Empowerment Through Choice
There’s something powerful about choosing a toy that feels right for you. Not what’s trending on TikTok or what your partner suggests (unless you’re shopping together), but something that resonates with how you want to feel and what you want to experience in the moment.
That choice in itself is an act of autonomy. Whether it’s something small and discreet or bold and experimental, every purchase can be a reclamation of pleasure on your terms.
Pleasure Myths We’re Ditching This National Sex Toy Day
For something designed to make us feel good, sex toys sure do come with a lot of unnecessary shame and misinformation. From the idea that they’re “only for single people” to fears they’ll “replace your partner,” pleasure has been buried under layers of myth for far too long.
So, let’s clear the air and ditch a few of the biggest myths still holding people back.
Myth 1: Sex toys replace your partner.
Truth: They don’t replace connection; they enhance it. Toys can help partners learn more about each other’s bodies and find new ways to experience pleasure together.

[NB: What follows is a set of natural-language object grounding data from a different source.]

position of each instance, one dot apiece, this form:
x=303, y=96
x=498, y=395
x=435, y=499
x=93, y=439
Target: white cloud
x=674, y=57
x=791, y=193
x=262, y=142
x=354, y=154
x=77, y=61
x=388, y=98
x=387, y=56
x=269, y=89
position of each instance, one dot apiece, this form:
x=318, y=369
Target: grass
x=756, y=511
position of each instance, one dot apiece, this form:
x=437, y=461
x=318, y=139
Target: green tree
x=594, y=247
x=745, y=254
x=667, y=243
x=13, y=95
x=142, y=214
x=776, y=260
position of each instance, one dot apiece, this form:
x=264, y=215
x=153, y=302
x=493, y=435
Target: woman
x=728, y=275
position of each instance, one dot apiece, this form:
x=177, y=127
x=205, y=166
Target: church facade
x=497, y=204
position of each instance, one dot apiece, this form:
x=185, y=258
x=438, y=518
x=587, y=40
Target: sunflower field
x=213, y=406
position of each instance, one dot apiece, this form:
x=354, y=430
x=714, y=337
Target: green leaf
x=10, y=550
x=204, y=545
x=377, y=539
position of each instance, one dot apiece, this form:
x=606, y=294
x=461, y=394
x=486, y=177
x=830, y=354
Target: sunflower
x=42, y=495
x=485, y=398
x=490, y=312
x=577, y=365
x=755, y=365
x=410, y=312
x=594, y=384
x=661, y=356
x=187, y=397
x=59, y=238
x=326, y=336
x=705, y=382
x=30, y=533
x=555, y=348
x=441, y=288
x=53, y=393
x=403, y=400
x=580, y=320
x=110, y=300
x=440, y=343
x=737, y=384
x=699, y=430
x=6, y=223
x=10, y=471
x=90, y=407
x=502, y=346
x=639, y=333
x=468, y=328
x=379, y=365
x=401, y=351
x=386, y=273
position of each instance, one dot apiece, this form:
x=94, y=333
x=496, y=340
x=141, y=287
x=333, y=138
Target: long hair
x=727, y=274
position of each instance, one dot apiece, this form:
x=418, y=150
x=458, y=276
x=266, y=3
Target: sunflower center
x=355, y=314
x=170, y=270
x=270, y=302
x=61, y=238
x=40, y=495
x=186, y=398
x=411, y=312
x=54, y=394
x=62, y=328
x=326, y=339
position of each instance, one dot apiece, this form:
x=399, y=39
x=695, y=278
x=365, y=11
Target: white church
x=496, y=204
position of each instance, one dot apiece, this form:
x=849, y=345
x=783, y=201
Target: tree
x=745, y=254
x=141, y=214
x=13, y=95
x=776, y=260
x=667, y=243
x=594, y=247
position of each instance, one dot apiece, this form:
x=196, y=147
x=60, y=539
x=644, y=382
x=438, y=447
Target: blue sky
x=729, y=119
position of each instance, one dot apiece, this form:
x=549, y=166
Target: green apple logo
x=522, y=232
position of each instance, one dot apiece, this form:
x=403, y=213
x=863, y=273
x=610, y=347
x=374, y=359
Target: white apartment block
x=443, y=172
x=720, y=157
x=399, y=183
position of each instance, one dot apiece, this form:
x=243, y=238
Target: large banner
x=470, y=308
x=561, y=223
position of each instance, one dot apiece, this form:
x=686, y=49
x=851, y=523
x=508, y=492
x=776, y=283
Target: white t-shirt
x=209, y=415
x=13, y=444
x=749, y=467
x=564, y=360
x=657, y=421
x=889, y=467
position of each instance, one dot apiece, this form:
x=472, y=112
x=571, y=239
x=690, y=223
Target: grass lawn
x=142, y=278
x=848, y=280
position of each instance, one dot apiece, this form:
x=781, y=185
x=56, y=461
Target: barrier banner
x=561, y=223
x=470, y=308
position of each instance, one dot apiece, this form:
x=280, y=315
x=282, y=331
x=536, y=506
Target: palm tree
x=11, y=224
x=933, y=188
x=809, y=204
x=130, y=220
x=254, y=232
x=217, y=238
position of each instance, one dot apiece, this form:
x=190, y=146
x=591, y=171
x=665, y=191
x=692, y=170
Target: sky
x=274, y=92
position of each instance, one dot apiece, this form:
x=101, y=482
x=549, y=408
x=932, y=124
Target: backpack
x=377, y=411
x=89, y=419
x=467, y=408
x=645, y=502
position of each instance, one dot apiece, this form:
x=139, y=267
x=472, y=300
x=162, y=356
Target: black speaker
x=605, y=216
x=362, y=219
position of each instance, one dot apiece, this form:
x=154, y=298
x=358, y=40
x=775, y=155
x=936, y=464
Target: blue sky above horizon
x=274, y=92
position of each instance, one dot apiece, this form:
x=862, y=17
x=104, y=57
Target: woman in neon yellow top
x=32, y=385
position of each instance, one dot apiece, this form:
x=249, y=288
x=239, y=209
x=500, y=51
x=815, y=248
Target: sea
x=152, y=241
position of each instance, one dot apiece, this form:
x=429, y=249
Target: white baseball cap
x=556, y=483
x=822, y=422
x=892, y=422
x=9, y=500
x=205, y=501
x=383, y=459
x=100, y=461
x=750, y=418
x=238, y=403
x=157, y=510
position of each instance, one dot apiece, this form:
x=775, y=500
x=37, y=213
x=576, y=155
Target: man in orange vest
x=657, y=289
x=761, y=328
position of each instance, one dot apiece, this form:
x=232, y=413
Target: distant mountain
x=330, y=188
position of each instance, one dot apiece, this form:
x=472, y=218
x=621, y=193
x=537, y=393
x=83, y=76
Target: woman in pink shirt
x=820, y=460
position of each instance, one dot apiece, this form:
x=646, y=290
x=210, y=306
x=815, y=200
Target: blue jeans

They’re in collaboration, not competition.
Myth 2: Using toys means you’re not “good in bed.”
Truth: Using a toy shows self-awareness, curiosity, and confidence, not a lack of skill. It means you’re taking ownership of your pleasure and showing your partner what works for you. That’s emotional intelligence, not inadequacy.
Myth 3: Toys are just for women.
Truth: Pleasure isn’t gendered. From prostate stimulators to vibrating rings and strokers, everyone can benefit from exploring sensation, regardless of anatomy.
Myth 4: Sex toys make you numb.
Truth: Toys don’t numb your genitals, your body can sometimes become accustomed to the sensation, but sensitivity always returns. It’s about balance and exploration, mixing sensations, pressure, and pace.
Myth 5: Toys are just for the bedroom.
Truth: Sex toys can be healing tools, too, supporting pelvic floor health, reconnecting with your body after trauma, or rediscovering desire after illness. They belong in conversations about wellbeing just as much as self-care or mental health do.
The Future of Pleasure is Yours
This National Sex Toy Day, instead of asking “Which toy should I buy?”, maybe ask: “What kind of pleasure do I want to invite into my life?”
We’re witnessing a cultural shift where sex toys are stepping out of the shadows and into the wellness mainstream. And it’s about time. Pleasure is a human experience, one that belongs in the same conversation as mental health, self-care, and embodiment.